Sanctionné par les États-Unis, Thierry Breton appelle l’Union européenne à un soutien politique «au plus haut niveau»

Sanctionné par les États-Unis, Thierry Breton appelle l’Union européenne à un soutien politique «au plus haut niveau»
EU commissioner for internal market and consumer protection, industry, research and energy Thierry Breton talks during a press conference after the college meeting with High Representative of the European Union for Foreign Affairs and Security Policy, Josep Borrell (unseen), and European Commission vice-president in for a Europe fit for the digital, Margrethe Vestager (unseen), on the European Defence Industrial Strategy and the European Defence Investment Programme at the Eu headquarters in Brussels on March 5, 2024. (Photo by JOHN THYS / AFP)

L’ancien commissaire européen Thierry Breton, sanctionné par les Etats-Unis pour avoir oeuvré à renforcer la législation numérique de l’Union européenne, a regretté mercredi le manque d’entrain de l’exécutif européen à le soutenir, lors d’une audition au Parlement européen.

Jusqu’ici, la Commission européenne, dont M. Breton avait démissionné avec fracas en septembre 2024 en raison d’un désaccord public avec sa présidente Ursula von der Leyen, s’est contentée de lui proposer une prise en charge de tout ou partie de ses frais d’avocat pour contester cette sanction, a-t-il expliqué aux eurodéputés.

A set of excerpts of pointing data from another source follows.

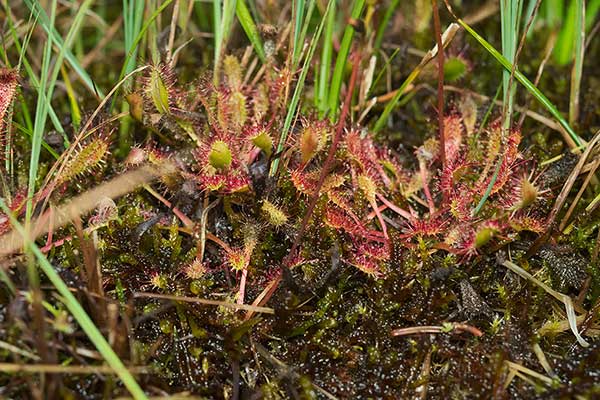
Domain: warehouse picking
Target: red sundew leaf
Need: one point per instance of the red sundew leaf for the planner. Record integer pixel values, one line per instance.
(453, 135)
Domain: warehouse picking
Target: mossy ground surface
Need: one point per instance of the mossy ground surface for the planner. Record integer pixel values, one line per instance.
(332, 331)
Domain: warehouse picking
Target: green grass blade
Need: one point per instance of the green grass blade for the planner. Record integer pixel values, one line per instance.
(249, 27)
(132, 49)
(311, 8)
(340, 62)
(46, 89)
(389, 12)
(578, 55)
(535, 92)
(133, 11)
(21, 48)
(79, 313)
(510, 11)
(299, 6)
(223, 21)
(53, 34)
(299, 87)
(325, 64)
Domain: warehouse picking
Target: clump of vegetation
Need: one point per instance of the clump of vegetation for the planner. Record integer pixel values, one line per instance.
(268, 218)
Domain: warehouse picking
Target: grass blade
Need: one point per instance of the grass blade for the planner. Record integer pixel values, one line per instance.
(298, 18)
(325, 64)
(340, 62)
(389, 12)
(223, 21)
(79, 313)
(133, 11)
(578, 55)
(299, 87)
(41, 113)
(510, 11)
(45, 91)
(54, 36)
(447, 37)
(524, 81)
(249, 27)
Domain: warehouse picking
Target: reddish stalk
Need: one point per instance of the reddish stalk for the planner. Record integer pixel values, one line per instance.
(419, 330)
(324, 172)
(440, 57)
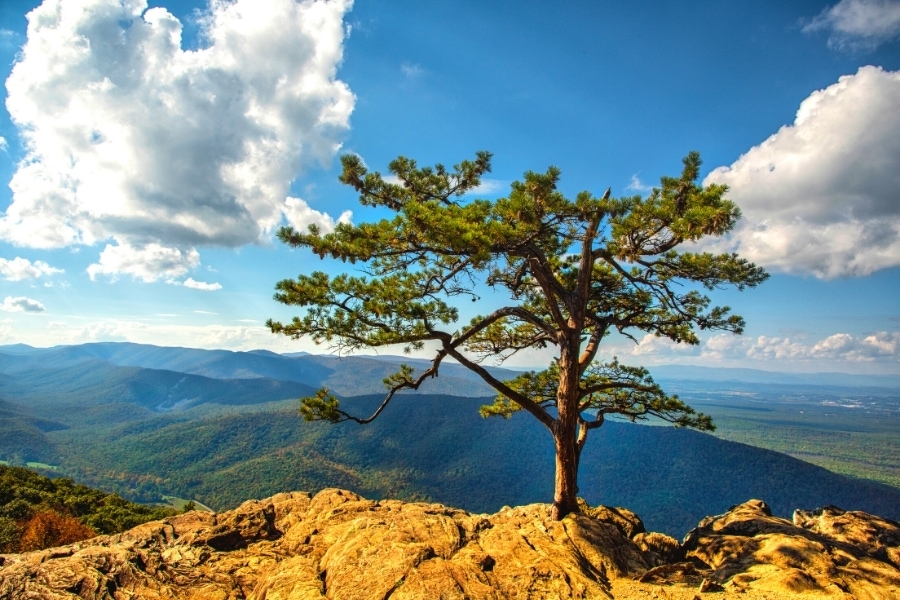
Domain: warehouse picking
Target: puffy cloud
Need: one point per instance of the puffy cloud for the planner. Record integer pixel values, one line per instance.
(130, 138)
(820, 195)
(19, 268)
(777, 348)
(148, 263)
(201, 285)
(869, 348)
(842, 347)
(21, 304)
(858, 24)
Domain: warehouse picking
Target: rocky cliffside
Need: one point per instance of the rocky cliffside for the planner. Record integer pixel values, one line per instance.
(339, 545)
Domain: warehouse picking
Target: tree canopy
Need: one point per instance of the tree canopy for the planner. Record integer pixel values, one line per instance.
(572, 273)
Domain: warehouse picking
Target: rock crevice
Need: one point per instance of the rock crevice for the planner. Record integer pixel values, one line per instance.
(338, 545)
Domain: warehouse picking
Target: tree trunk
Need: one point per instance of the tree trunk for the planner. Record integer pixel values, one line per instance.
(565, 497)
(565, 432)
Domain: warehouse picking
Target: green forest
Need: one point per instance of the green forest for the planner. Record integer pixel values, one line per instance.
(38, 512)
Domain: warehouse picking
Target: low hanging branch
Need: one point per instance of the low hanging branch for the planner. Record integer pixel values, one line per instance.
(574, 270)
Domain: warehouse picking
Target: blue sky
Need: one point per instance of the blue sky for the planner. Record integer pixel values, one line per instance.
(144, 175)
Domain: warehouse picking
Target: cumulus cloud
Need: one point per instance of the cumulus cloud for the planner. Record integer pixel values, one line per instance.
(841, 347)
(21, 304)
(20, 268)
(201, 285)
(820, 195)
(858, 24)
(134, 141)
(655, 345)
(147, 263)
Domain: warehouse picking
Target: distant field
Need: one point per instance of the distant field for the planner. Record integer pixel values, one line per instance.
(851, 431)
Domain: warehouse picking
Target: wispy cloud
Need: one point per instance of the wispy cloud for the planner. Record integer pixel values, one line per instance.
(820, 195)
(21, 304)
(159, 151)
(412, 70)
(858, 24)
(201, 285)
(19, 269)
(636, 185)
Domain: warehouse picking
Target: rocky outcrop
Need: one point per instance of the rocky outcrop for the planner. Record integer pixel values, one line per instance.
(335, 545)
(826, 552)
(339, 545)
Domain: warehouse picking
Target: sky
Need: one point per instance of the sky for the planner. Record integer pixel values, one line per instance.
(149, 152)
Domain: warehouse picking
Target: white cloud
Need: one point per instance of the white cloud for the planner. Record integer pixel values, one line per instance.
(21, 304)
(233, 337)
(820, 195)
(300, 216)
(20, 268)
(201, 285)
(783, 351)
(412, 70)
(130, 138)
(858, 24)
(869, 348)
(147, 263)
(654, 345)
(487, 186)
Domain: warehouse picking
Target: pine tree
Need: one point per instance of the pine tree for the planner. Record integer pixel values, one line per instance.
(573, 272)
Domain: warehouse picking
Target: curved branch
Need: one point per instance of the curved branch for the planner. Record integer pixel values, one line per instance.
(531, 406)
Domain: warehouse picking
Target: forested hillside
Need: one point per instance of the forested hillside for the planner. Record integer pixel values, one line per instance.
(38, 512)
(145, 433)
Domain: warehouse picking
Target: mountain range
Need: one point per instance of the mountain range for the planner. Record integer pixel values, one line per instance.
(221, 427)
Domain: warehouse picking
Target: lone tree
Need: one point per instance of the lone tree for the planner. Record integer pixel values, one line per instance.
(574, 271)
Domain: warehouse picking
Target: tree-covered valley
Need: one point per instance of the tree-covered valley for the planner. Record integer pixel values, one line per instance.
(221, 427)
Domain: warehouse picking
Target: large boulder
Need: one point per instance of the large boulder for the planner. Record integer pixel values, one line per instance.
(826, 552)
(336, 545)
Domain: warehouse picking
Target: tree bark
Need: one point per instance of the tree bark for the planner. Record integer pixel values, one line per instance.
(565, 433)
(565, 497)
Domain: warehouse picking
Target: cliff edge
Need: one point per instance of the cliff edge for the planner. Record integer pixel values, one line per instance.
(338, 545)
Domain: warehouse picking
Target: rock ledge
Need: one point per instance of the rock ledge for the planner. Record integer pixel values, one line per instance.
(338, 545)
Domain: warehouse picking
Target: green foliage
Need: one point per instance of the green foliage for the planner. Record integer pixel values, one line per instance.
(24, 495)
(574, 271)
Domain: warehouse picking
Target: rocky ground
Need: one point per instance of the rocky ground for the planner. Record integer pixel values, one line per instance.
(338, 545)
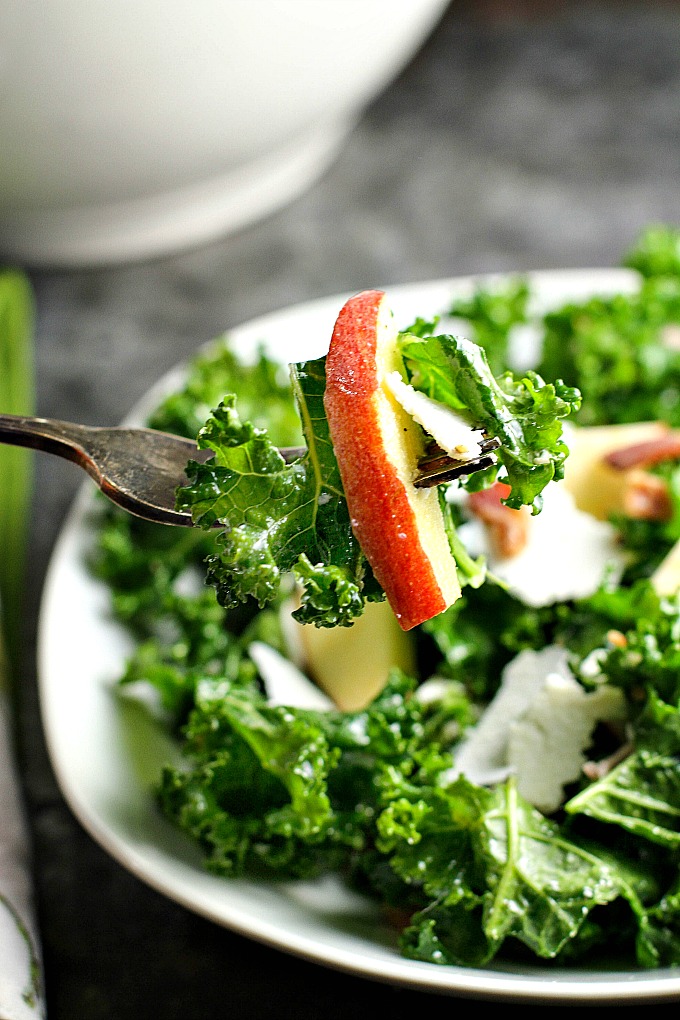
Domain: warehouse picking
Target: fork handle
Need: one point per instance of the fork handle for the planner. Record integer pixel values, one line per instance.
(62, 438)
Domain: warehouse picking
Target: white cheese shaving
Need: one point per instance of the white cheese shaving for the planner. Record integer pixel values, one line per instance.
(283, 682)
(450, 430)
(537, 728)
(567, 555)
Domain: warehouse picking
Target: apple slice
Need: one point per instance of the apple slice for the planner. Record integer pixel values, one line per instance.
(377, 445)
(352, 664)
(596, 486)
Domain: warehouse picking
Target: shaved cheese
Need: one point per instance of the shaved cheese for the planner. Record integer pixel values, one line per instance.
(537, 728)
(567, 555)
(450, 430)
(283, 682)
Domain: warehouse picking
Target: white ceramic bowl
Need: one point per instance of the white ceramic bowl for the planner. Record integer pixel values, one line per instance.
(135, 128)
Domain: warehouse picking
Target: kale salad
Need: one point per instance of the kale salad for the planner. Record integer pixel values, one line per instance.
(509, 785)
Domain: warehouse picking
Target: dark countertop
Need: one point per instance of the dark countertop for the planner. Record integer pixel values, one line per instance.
(542, 140)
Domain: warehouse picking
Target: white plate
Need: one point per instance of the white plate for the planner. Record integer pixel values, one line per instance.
(106, 754)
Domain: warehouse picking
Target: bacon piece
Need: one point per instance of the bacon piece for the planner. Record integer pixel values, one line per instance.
(509, 529)
(645, 454)
(646, 497)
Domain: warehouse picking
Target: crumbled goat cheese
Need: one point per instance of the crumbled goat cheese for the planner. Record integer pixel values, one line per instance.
(537, 728)
(450, 430)
(567, 555)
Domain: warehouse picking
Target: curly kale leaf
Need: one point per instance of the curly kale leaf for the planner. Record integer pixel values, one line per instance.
(278, 516)
(656, 253)
(524, 413)
(642, 794)
(263, 387)
(620, 349)
(284, 791)
(491, 312)
(493, 868)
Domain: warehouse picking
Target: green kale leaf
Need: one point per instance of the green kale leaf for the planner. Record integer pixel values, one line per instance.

Alors qu’il juge nécessaire une action politique «au plus haut niveau», à l’image du président français Emmanuel Macron qui a demandé à Donald Trump la levée de la sanction qui le frappe. «Ce qui m’importe, c’est de veiller à ce qu’un dialogue soit engagé au plus haut niveau politique, à l’instar de celui que le président Macron propose d’ouvrir avec le président Donald Trump. C’est, à mon avis, la seule solution pour dissiper ce malentendu», a-t-il fait valoir, lors d’une intervention par visioconférence.

Thierry Breton, accusé de «censure» au détriment des intérêts américains par le département d’Etat, est interdit de séjour aux Etats-Unis depuis décembre 2025. Cet artisan du règlement européen sur les services numériques (Digital services act, DSA) avait joué un rôle majeur pour réguler les plateformes de la tech, au grand dam des Etats-Unis qui y ont vu une atteinte à la liberté d’expression. «ll est nécessaire d’avoir une discussion au plus haut niveau pour annuler cette décision. Non seulement pour mon cas, mais aussi parce que nous devons nous assurer et clarifier pour tous que notre législation, nos règles, suivent un processus démocratique très rigoureux. Et nous devons veiller à préserver l’indépendance de nos institutions, de nos instances, quelles que soient les ingérences», a plaidé l’ex-patron du groupe technologique Atos.

Emmanuel Macron a récemment écrit à Donald Trump pour plaider la levée des «sanctions injustement imposées» à l’encontre de plusieurs citoyens européens, dont Thierry Breton et le juge Nicolas Guillou, selon une lettre révélée par l’hebdomadaire «La Tribune Dimanche».

«Les sanctions adoptées contre Thierry Breton portent atteinte à l’autonomie réglementaire européenne et se fondent, de surcroît, sur des analyses erronées : la réglementation numérique européenne n’a, en effet, aucune portée extraterritoriale et s’applique sans discrimination, sur le territoire européen, à toutes les entreprises concernées», relève Emmanuel Macron dans sa lettre à Donald Trump.